Caratteristiche tecniche

Motore: 4 cilindri in linea frontemarcia, 4 tempi, raffreddamento ad aria. Teste e cilindri in lega leggera con canne riportate in ghisa. Alesaggio per corsa 62x55,8 mm. Cilindrata 674 cc. Rapporto di compressione 7,5:1. Distribuzione bialbero a camme in testa comandata da catena con due valvole per cilindro. Lubrificazione: forzata a carter umido con pompa trocoidale di mandata e recupero. Capacità impianto 3,8 litri. Filtro a cartuccia di carta.

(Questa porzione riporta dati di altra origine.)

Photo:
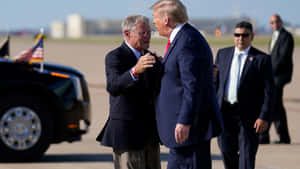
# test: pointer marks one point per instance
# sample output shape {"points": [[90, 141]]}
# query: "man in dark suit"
{"points": [[187, 111], [131, 128], [281, 51], [244, 90]]}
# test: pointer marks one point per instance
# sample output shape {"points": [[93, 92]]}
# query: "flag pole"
{"points": [[42, 63]]}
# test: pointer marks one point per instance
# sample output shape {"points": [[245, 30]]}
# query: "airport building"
{"points": [[78, 27]]}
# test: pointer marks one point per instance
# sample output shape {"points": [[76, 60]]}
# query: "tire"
{"points": [[26, 128]]}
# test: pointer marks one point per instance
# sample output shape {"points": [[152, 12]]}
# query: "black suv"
{"points": [[40, 107]]}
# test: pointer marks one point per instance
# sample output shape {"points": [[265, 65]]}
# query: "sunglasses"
{"points": [[244, 35]]}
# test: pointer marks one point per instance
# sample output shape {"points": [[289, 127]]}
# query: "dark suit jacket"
{"points": [[131, 122], [187, 94], [256, 84], [282, 58]]}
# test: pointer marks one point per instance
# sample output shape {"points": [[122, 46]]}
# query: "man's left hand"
{"points": [[260, 125], [182, 132]]}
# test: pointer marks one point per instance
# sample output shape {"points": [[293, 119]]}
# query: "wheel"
{"points": [[26, 128]]}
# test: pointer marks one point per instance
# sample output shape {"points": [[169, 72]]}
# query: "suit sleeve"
{"points": [[217, 77], [117, 80], [266, 70], [191, 70], [284, 67]]}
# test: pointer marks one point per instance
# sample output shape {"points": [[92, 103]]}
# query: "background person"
{"points": [[244, 90], [281, 51]]}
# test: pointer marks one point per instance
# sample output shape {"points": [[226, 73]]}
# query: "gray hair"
{"points": [[129, 23], [173, 9]]}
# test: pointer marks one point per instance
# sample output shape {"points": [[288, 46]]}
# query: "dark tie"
{"points": [[167, 47], [235, 77]]}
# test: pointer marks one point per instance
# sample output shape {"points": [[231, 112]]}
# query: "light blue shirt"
{"points": [[243, 61]]}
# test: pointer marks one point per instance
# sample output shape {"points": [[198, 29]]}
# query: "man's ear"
{"points": [[166, 20], [126, 33]]}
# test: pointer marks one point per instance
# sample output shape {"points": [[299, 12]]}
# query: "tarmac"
{"points": [[88, 154]]}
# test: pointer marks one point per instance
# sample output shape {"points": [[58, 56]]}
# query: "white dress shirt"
{"points": [[243, 61]]}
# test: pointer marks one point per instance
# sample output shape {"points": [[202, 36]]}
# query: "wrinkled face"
{"points": [[275, 23], [159, 22], [242, 38], [139, 38]]}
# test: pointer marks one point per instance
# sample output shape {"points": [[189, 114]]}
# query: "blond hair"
{"points": [[174, 9]]}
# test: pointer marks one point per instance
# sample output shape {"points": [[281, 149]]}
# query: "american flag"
{"points": [[34, 54]]}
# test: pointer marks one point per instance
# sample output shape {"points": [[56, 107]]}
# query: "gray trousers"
{"points": [[146, 158]]}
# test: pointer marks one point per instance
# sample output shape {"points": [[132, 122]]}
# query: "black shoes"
{"points": [[264, 141]]}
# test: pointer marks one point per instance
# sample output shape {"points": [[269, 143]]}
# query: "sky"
{"points": [[34, 14]]}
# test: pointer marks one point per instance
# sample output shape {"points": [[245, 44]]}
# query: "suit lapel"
{"points": [[130, 55], [228, 62], [174, 43]]}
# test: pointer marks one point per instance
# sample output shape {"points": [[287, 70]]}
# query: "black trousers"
{"points": [[279, 119], [239, 141], [190, 157]]}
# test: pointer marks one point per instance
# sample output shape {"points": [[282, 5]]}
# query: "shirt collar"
{"points": [[136, 52], [244, 52], [175, 31]]}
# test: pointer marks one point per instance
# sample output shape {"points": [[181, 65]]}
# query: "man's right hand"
{"points": [[146, 61]]}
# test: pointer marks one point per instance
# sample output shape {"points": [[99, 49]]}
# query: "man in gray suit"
{"points": [[281, 51]]}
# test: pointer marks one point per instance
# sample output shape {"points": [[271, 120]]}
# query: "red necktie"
{"points": [[168, 45]]}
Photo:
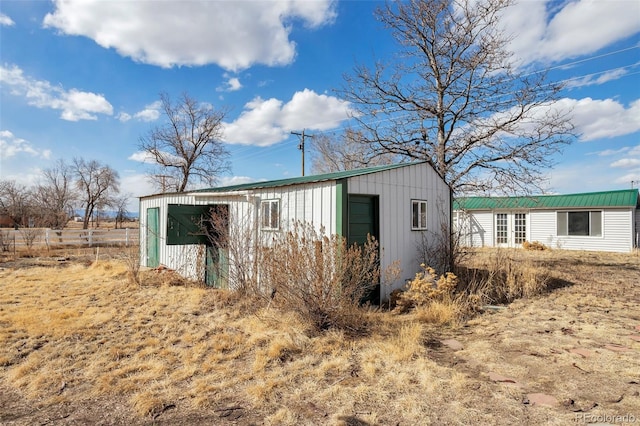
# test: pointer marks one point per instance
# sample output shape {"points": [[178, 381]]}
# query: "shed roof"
{"points": [[308, 179], [621, 198]]}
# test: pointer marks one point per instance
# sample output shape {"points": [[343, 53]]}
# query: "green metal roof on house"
{"points": [[621, 198], [308, 179]]}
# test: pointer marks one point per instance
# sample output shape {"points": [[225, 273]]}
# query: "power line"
{"points": [[301, 145]]}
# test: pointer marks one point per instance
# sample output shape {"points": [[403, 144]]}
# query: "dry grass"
{"points": [[81, 342]]}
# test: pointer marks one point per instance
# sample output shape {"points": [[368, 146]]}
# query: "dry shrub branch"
{"points": [[320, 277]]}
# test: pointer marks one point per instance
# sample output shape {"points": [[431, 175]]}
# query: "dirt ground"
{"points": [[570, 356]]}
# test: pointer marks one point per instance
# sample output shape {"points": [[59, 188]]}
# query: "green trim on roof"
{"points": [[308, 179], [621, 198]]}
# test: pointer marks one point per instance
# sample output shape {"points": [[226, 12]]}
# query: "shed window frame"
{"points": [[418, 215], [270, 214], [579, 223]]}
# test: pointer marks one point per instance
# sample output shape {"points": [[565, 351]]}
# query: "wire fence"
{"points": [[12, 240]]}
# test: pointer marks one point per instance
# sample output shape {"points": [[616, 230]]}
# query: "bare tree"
{"points": [[120, 204], [98, 185], [345, 152], [454, 97], [187, 148], [56, 195]]}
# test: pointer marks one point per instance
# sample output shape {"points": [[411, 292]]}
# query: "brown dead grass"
{"points": [[79, 343]]}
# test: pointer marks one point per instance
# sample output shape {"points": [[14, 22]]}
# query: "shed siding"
{"points": [[396, 188], [313, 203], [637, 228], [188, 260]]}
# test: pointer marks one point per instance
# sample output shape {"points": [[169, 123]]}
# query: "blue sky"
{"points": [[82, 78]]}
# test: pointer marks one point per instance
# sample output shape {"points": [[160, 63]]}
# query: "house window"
{"points": [[581, 223], [270, 214], [418, 215]]}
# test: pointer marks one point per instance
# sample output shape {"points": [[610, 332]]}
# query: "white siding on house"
{"points": [[617, 230], [476, 229], [396, 188]]}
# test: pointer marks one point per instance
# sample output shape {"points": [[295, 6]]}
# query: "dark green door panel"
{"points": [[153, 237]]}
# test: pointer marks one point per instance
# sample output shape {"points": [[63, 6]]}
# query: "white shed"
{"points": [[597, 221], [398, 204]]}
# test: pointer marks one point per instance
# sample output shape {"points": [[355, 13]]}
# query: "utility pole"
{"points": [[301, 145]]}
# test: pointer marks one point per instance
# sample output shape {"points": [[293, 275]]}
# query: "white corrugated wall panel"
{"points": [[396, 188], [188, 260], [637, 228]]}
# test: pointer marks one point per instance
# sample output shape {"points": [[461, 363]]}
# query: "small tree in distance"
{"points": [[187, 148], [98, 185]]}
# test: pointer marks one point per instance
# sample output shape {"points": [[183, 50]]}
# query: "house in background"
{"points": [[397, 204], [598, 221]]}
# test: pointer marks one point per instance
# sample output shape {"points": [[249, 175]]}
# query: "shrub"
{"points": [[320, 277], [433, 298], [502, 278], [426, 288]]}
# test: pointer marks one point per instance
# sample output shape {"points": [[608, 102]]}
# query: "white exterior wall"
{"points": [[476, 228], [313, 203], [617, 230], [188, 260], [637, 229], [396, 188]]}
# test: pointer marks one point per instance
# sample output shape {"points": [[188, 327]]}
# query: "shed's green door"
{"points": [[363, 221], [363, 218], [153, 237]]}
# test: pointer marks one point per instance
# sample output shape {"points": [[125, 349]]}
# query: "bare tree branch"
{"points": [[452, 96], [187, 149]]}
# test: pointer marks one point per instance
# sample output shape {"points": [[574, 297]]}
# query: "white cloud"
{"points": [[626, 163], [231, 85], [235, 35], [546, 31], [596, 119], [11, 146], [236, 180], [150, 112], [610, 152], [5, 20], [266, 122], [596, 79], [74, 104], [142, 157]]}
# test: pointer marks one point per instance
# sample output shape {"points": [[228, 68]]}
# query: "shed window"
{"points": [[270, 214], [580, 223], [418, 215]]}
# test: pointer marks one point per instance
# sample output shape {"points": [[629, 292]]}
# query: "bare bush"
{"points": [[320, 277], [503, 278], [7, 242], [442, 250]]}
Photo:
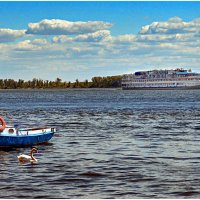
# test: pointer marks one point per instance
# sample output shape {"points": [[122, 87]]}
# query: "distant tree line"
{"points": [[97, 82]]}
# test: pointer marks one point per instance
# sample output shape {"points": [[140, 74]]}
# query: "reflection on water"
{"points": [[109, 144]]}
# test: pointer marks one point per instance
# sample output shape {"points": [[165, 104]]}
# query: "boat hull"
{"points": [[161, 88], [25, 140]]}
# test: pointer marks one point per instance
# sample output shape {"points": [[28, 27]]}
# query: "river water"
{"points": [[109, 143]]}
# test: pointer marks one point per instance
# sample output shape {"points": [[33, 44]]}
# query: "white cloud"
{"points": [[90, 37], [9, 35], [172, 26], [159, 44], [63, 27]]}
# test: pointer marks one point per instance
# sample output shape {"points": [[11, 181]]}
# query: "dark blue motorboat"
{"points": [[13, 137]]}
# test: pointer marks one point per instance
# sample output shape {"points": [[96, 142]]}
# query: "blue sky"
{"points": [[80, 40]]}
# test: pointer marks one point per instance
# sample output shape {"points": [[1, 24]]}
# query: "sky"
{"points": [[79, 40]]}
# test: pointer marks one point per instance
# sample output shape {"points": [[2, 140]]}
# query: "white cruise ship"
{"points": [[162, 79]]}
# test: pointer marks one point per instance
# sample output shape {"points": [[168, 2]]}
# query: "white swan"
{"points": [[28, 158]]}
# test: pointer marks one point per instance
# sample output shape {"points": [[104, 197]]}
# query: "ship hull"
{"points": [[163, 88]]}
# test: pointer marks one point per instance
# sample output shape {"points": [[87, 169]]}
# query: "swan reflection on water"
{"points": [[28, 158]]}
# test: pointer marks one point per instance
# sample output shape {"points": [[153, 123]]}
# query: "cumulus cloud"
{"points": [[172, 26], [90, 37], [63, 27], [9, 35]]}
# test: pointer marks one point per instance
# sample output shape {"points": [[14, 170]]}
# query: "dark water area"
{"points": [[109, 144]]}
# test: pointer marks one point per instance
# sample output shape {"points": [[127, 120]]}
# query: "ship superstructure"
{"points": [[162, 79]]}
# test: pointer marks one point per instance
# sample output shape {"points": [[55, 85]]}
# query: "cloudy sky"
{"points": [[81, 40]]}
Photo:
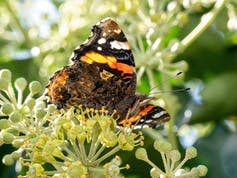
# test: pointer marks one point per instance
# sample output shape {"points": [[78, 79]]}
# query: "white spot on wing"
{"points": [[101, 41], [117, 31], [119, 45], [99, 48], [157, 115]]}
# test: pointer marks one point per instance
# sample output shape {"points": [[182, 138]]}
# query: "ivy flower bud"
{"points": [[195, 172], [4, 84], [202, 170], [5, 74], [76, 169], [162, 146], [17, 143], [30, 103], [16, 155], [40, 113], [35, 87], [40, 105], [51, 108], [20, 84], [112, 170], [191, 152], [141, 154], [126, 141], [4, 124], [108, 138], [8, 160], [36, 170], [15, 116], [175, 155], [7, 137], [7, 108]]}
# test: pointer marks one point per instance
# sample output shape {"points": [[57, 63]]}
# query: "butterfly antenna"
{"points": [[172, 91]]}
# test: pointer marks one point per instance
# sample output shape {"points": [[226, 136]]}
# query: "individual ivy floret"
{"points": [[171, 161]]}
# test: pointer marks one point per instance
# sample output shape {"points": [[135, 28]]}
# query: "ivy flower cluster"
{"points": [[172, 162], [75, 143]]}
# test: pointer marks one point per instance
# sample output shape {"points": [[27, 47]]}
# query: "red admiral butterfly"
{"points": [[103, 75]]}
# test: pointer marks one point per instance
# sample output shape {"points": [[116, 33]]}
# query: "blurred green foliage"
{"points": [[37, 37]]}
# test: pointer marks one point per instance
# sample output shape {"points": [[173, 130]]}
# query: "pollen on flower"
{"points": [[170, 158]]}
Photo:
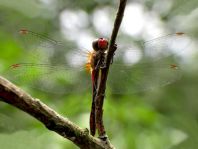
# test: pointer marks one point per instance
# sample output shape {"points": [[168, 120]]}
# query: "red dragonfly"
{"points": [[50, 67], [52, 70]]}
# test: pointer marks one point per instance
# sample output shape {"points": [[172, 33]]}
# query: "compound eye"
{"points": [[102, 43], [95, 45]]}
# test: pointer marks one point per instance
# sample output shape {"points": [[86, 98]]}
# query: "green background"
{"points": [[164, 118]]}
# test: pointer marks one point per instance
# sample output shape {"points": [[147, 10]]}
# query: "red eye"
{"points": [[102, 43]]}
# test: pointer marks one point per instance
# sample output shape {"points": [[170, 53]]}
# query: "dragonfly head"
{"points": [[100, 44]]}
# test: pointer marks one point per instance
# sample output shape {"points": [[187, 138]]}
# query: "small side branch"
{"points": [[102, 86], [14, 96]]}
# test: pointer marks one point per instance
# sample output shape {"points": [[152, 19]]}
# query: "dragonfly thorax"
{"points": [[100, 44]]}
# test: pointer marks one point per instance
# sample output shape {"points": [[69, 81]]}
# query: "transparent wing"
{"points": [[155, 49], [50, 78], [49, 66], [152, 66], [143, 76]]}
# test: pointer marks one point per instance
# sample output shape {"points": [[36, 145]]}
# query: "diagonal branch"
{"points": [[104, 73], [16, 97]]}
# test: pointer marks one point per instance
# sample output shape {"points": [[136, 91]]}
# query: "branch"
{"points": [[16, 97], [104, 72]]}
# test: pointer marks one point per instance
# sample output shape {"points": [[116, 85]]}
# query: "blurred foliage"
{"points": [[164, 118]]}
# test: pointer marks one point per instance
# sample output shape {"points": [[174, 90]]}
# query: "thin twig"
{"points": [[14, 96], [104, 72]]}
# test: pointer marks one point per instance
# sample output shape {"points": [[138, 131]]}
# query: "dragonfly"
{"points": [[50, 67]]}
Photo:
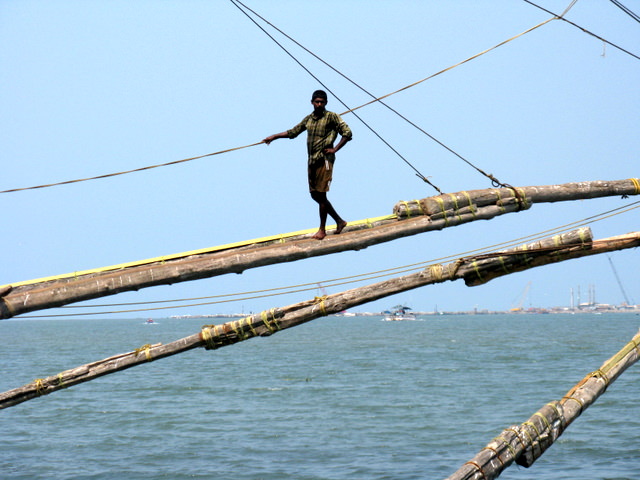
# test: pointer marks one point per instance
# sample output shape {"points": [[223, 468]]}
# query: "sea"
{"points": [[337, 398]]}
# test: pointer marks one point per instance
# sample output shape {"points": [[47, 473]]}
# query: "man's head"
{"points": [[319, 94], [319, 101]]}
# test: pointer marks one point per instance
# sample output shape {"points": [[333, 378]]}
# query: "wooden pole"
{"points": [[274, 320], [526, 442], [436, 213]]}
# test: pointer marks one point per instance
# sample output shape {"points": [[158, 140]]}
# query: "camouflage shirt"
{"points": [[321, 133]]}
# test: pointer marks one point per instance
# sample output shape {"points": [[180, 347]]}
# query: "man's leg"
{"points": [[325, 208]]}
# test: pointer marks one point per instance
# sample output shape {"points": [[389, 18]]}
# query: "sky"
{"points": [[91, 88]]}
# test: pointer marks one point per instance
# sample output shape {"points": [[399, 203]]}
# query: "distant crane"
{"points": [[517, 307], [615, 272]]}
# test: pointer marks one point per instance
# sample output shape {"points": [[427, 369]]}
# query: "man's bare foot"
{"points": [[320, 234]]}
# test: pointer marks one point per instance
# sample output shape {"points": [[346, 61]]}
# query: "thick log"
{"points": [[524, 195], [271, 321], [485, 205], [526, 442]]}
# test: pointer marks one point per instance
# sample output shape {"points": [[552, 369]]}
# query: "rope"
{"points": [[378, 99], [418, 174], [435, 270], [129, 171], [585, 30], [626, 10]]}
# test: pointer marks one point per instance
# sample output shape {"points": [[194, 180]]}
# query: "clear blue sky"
{"points": [[90, 88]]}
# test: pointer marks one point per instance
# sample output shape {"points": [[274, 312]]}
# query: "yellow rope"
{"points": [[320, 301], [508, 445], [40, 389], [273, 325], [147, 351], [334, 282]]}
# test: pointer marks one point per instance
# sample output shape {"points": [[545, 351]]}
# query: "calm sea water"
{"points": [[338, 398]]}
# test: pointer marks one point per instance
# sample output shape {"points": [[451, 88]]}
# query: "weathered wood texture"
{"points": [[526, 442], [484, 205], [271, 321], [521, 195]]}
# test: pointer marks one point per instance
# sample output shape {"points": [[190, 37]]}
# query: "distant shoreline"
{"points": [[594, 310]]}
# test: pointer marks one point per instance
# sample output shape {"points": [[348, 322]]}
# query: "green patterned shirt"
{"points": [[321, 133]]}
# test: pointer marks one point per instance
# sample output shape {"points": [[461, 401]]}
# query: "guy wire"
{"points": [[379, 99], [264, 293], [418, 174]]}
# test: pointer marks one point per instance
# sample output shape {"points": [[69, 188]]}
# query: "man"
{"points": [[322, 129]]}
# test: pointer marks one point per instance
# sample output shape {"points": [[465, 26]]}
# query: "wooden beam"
{"points": [[272, 321], [437, 213]]}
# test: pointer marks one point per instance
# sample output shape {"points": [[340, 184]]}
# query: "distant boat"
{"points": [[399, 312]]}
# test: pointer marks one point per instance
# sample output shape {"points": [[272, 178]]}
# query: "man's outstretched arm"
{"points": [[271, 138]]}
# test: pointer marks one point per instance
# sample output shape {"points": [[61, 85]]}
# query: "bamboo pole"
{"points": [[271, 321], [526, 442], [436, 213]]}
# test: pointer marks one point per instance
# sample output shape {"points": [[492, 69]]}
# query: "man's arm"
{"points": [[341, 143], [271, 138]]}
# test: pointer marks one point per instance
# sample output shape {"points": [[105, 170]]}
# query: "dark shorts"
{"points": [[320, 176]]}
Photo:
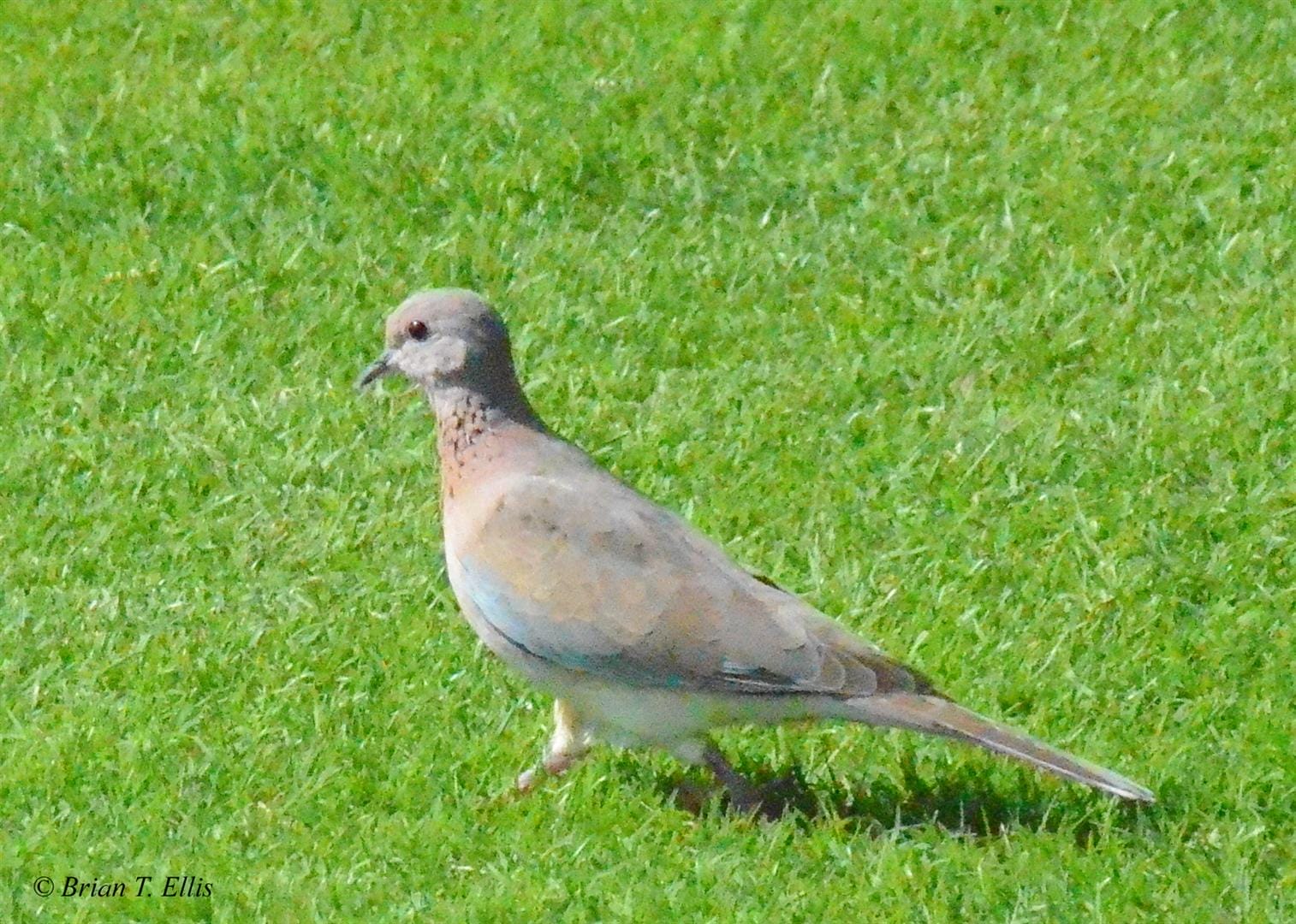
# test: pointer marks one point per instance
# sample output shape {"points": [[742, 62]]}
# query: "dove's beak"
{"points": [[381, 367]]}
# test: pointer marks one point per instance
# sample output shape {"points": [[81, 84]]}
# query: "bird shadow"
{"points": [[960, 803]]}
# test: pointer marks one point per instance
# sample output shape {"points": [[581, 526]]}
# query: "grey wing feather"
{"points": [[590, 576]]}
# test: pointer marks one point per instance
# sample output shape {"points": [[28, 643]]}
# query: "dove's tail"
{"points": [[938, 715]]}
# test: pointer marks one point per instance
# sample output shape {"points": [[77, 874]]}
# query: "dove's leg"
{"points": [[568, 744], [744, 797]]}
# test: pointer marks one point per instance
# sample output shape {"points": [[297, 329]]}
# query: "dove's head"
{"points": [[445, 339]]}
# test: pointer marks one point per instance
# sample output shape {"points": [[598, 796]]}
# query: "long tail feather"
{"points": [[942, 717]]}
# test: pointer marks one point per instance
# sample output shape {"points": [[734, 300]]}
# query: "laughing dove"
{"points": [[643, 629]]}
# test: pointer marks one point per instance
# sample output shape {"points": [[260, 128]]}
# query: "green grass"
{"points": [[973, 325]]}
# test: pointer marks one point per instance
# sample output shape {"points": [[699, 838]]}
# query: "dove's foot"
{"points": [[744, 797], [568, 744]]}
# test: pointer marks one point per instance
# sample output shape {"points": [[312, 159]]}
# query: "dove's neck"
{"points": [[474, 427]]}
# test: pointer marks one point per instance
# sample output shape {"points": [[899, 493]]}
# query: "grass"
{"points": [[970, 323]]}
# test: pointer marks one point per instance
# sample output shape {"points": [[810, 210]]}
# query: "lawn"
{"points": [[972, 324]]}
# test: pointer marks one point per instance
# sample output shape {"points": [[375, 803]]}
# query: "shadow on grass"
{"points": [[960, 803]]}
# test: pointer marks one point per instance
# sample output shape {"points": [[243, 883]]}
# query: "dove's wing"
{"points": [[589, 576]]}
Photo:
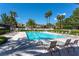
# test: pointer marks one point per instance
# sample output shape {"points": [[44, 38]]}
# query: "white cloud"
{"points": [[55, 18], [63, 14]]}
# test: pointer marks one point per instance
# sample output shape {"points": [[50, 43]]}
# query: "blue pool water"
{"points": [[41, 36]]}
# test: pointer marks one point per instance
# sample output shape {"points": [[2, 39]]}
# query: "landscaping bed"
{"points": [[3, 40]]}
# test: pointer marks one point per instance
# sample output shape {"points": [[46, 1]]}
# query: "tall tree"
{"points": [[60, 19], [4, 18], [31, 23], [12, 18], [48, 14]]}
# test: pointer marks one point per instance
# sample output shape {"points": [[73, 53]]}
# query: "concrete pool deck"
{"points": [[32, 50]]}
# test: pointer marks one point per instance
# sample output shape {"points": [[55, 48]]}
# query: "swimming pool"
{"points": [[42, 36]]}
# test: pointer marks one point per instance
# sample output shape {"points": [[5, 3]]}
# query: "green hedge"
{"points": [[72, 32], [3, 40], [4, 31]]}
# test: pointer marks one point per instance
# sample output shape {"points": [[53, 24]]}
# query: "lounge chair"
{"points": [[67, 43], [74, 43], [53, 48]]}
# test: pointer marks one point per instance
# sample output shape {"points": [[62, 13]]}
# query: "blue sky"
{"points": [[36, 11]]}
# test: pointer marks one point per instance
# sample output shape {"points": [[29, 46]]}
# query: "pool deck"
{"points": [[32, 50]]}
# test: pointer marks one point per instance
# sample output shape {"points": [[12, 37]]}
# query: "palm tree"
{"points": [[48, 14], [12, 18], [4, 18], [31, 23], [60, 19]]}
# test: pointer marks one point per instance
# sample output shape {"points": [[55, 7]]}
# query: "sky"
{"points": [[37, 11]]}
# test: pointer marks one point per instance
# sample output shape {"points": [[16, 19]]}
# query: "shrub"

Alimentazione: ad iniezione indiretta controllata elettronicamente e turbocompressore IHI con valvola Wastegate e pressione massima di sovralimentazione di 0,7 bar. Capacità serbatoio carburante 19 litri. Accensione: elettronica. Anticipo: 5° a 1.750 giri; 26° a 3.800 giri. Generatore da 280W. Candele NGK D9EA oppure ND X27 ES-U. Impianto elettrico: alternatore trifase 12V-240W, batteria 12V-14Ah. Avviamento: elettrico. Frizione: multidisco in bagno d’olio. Trasmissione: primaria ad ingranaggi a denti elicoidali, rapporto 1,956 (90/46). Finale a catena, rapporto 2,3 (corona 38, pignone 16). Rapporti totali di trasmissione 14,856 in prima, 10,271 in seconda, 7,908 in terza, 6,484 in quarta, 5,512 in quinta. Cambio: a 5 velocità con ingranaggi sempre in presa. Valori rapporti interni: 3,166:1 (38/12) in prima, 2,187:1 (35/16) in seconda, 1,684:1 (32/19) in terza, 1,380:1 (29/21) in quarta, 1,173:1 (27/23) in quinta. Telaio: a doppia culla chiusa in tubi d’acciaio. Inclinazione cannotto di sterzo 29°. Avancorsa 104 mm. Sospensioni: anteriore forcella teleidraulica con sistema anti-dive regolabile, escursione 150 mm; posteriore forcellone oscillante in lega leggera con monoammortizzatore idraulico regolabile. Escursione ammortizzatore 84 mm. Escursione ruota 105 mm. Freni: anteriore a doppio disco forato da 267 mm con pinze a singolo pistoncino; posteriore a disco forato da 267 mm con pinza a singolo pistoncino. Ruote: cerchi in lega leggera a tre razze cave. Anteriore 2.15-16”, posteriore 2,50-17”. Pneumatici: anteriore 100/90- 16; posteriore 120/90-17. Dimensioni (in mm) e peso: lunghezza massima 2.240, interasse 1.485, larghezza massima 730, altezza max 1.180, altezza sella 780, luce a terra 165. Peso a secco 230 kg. Prestazioni: Potenza max 87 CV a 8.500 giri. Coppia max 7,54 kgm a 6.500 giri.